Comment l’enfant va-t-il réagir ? L’enfant peut avoir des réactions surprenantes…

Le cimetière n’est pas un lieu inquiétant en soi : l’enfant a déjà pu y aller pendant les vacances pour découvrir des tombes célèbres par exemple. Ce qui peut soulever de l’émotion chez l’enfant, c’est l’émotion des adultes : il faut lui expliquer que l’émotion ressentie par ses parents ou par ses proches n’est pas de la douleur physique, n’est pas de la colère, mais que c’est une émotion d’affection et qu’elle fait du bien. On peut le rassurer sur le fait qu’il n’est pas responsable de cette peine et que cela n’empêche pas la personne qui l’accompagne de bien s’occuper de lui. Les adultes – et y compris les hommes ! – ne doivent pas avoir honte de pleurer, cela ne veut pas dire qu’ils sont soudain fragiles et que l’enfant ne peut plus s’appuyer sur eux. De la même manière, si des personnes -ou lui-même- au cimetière ne montrent pas d’émotion explicite, il est important d’expliquer qu’ils ne sont pas égoïstes, que ce l’on voit de l’extérieur ne témoigne pas forcément de ce qui se passe à l’intérieur. Exprimer beaucoup d’émotions ne veut pas dire qu’on aime plus la personne décédée que ceux qui n’en montrent pas. L’enfant le sait bien que parmi ses copains, certains sont plus émotifs que d’autres.

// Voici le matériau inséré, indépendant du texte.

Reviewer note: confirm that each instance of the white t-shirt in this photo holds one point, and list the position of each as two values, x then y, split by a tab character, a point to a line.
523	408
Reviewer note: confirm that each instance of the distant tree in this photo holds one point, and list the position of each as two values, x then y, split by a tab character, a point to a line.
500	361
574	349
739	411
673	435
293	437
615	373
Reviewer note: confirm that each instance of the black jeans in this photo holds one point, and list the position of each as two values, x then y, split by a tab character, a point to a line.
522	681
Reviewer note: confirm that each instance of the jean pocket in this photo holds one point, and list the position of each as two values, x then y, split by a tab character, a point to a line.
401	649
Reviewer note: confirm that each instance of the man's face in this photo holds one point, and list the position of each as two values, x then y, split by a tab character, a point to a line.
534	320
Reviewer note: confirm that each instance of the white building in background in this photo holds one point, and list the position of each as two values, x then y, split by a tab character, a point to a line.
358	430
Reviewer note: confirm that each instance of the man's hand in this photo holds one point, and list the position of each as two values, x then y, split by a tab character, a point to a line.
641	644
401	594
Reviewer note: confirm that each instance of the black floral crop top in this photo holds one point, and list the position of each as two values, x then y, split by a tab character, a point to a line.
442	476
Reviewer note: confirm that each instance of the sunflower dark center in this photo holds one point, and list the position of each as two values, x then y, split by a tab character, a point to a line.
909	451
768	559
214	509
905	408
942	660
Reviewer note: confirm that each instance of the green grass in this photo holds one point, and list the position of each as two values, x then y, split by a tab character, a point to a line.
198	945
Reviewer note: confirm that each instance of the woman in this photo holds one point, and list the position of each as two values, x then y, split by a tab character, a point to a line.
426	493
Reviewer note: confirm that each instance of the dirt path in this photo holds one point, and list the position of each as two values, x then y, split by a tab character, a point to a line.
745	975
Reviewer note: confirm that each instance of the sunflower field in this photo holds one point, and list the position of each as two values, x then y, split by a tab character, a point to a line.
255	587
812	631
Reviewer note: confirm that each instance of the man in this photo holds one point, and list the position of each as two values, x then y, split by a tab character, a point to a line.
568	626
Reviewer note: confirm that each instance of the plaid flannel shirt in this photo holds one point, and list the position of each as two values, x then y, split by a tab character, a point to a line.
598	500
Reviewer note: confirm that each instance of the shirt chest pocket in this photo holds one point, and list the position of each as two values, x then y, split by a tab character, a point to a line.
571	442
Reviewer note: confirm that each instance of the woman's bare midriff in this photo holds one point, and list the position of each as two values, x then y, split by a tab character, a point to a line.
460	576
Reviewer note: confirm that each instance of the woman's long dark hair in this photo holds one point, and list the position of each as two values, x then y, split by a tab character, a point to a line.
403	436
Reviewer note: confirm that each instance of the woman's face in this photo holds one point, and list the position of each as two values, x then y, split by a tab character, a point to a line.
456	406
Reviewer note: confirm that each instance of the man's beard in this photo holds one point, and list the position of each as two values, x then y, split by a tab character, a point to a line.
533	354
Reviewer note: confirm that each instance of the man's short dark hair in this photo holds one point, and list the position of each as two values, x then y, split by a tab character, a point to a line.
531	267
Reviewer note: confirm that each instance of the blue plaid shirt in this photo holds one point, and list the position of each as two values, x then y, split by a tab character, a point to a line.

Que faire si l’enfant ne souhaite pas aller au cimetière ?

Il faut respecter sa demande, en lui disant que c’est son droit, en lui demandant quelles sont les raisons, sans faire pour autant un interrogatoire. Les motifs peuvent être multiples : c’est un lieu qu’il ne connait pas, cela lui fait peur, il a entendu parler des morts-vivants qui sortent des tombes, etc. L’enfant n’a pas forcément d’explication à donner et les parents ne doivent pas le culpabiliser en l’accusant d’égoïsme. Si quelqu’un de proche peut s’occuper de lui pendant que les parents se rendent au cimetière, c’est tant mieux. Les parents peuvent lui dire qu’ils lui raconteront comment se sont passées les choses, l’important est qu’il ne garde pas le sentiment d’avoir été exclu.

Comment peut-on revenir après coup sur la visite ?

Il peut être judicieux de décrypter ce qui s’est passé pour les adultes, en particulier pour les parents, et ce qui s’est passé pour lui. Dire à l’enfant que l’émotion, légitime, n’empêche pas la solidité, lui montrer aussi la solidarité des deux parents, de l’entourage, de la famille plus large. Cette visite lui donne l’idée que la mort, ce n’est pas tout effacer et se retrouver dans le vide absolu. A travers cela, il intériorise aussi le fait que si un jour il meurt, il y aura des gens autour de lui pour l’accompagner, se souvenir de lui, et de la même manière si ses parents meurent, ils ne tomberont pas dans l’oubli.